The essence of the children’s appeal is that the juvenile court erred in approving the section 301 agreement for voluntary services without first considering whether dismissal of the petition was in their best interests. Before addressing this issue, we dispose of the contentions of father and M.H. regarding the lack of standing of the children to challenge the order on appeal, and that they waived or forfeited the issue by objecting without presenting any additional evidence.

In their opening brief, the children argued counsel for M.H. rendered ineffective assistance of counsel in agreeing to dismiss the petition. In response, mother and father argued the children lacked standing to raise this issue, and father and M.H. asserted that M.H.’s counsel did not render ineffective assistance. In their reply brief, the children withdrew the issue, stating they were “satisfied that M.H.’s appellate counsel has investigated this particular claim.”

Mother does not contend the children lack standing, nor does she argue they waived or forfeited the issue. She contends only that substantial evidence supports the court’s order.

A. The children have standing.

To obtain a review of a ruling on its merits, a party must establish that he or she is aggrieved. “To be aggrieved, a party must have a legally cognizable immediate and substantial interest which is injuriously affected by the court’s decision. A nominal interest or remote consequence of the ruling does not satisfy this requirement.” (In re Carissa G. (1999) 76 Cal.App.4th 731, 734.) “‘Where the interests of two parties interweave, either party has standing to litigate issues that have a[n] impact upon the related interests. . . .’ [Citation.] In the absence of such intertwined interests, ‘a [party] is precluded from raising issues on appeal which did not affect [that party’s] own rights.’ [Citation.]” (In re Caitlin B. (2000) 78 Cal.App.4th 1190, 1193.)

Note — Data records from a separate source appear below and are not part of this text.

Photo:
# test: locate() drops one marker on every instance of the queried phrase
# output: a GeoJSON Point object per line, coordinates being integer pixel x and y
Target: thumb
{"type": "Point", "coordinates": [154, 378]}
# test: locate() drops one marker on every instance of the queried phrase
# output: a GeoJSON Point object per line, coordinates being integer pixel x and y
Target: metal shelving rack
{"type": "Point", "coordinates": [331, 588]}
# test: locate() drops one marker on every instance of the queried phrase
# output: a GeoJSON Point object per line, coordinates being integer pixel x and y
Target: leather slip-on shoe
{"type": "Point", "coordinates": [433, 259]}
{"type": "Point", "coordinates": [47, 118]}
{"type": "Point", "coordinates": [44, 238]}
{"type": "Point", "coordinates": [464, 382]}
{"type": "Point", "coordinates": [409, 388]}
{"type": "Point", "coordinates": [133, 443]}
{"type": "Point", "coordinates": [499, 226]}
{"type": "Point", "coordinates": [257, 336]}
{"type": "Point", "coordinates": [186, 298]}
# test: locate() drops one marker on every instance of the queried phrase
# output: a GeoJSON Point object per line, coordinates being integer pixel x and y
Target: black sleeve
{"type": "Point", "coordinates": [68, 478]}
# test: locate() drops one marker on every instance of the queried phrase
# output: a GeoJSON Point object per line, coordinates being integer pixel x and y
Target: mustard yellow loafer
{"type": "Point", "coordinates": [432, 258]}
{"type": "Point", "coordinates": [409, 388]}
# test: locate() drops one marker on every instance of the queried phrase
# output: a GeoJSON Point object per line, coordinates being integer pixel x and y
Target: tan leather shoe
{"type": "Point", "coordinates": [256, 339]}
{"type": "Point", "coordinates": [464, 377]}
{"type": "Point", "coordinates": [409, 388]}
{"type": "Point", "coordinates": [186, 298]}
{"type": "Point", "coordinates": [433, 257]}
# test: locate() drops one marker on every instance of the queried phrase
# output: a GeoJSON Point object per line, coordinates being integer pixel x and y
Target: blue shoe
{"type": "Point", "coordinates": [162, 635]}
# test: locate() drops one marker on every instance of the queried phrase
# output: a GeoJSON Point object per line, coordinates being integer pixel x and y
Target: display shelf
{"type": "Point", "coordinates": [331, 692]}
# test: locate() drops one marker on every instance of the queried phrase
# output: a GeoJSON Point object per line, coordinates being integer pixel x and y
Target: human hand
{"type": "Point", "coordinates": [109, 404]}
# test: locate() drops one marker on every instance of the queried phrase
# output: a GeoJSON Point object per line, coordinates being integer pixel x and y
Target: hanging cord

Father and M.H. contend the children are not aggrieved because they deny any sexual abuse or awareness of any sexual abuse, are happy in the home, and they feel safe and unafraid there; thus, there is no issue as to their protection. This is not the test. Indeed, the children’s interests are intertwined with M.H.’s; if not for M.H.’s purported sexual abuse, the children would not have been named in the petition. Thus, should it be determined that dismissal of the petition was improper, protection of the children will remain a goal of DPSS. We therefore conclude that the children have standing to obtain appellate review in that dismissal of the petition, and hence the proceeding, impacts their right to be protected—the very essence of the dependency system.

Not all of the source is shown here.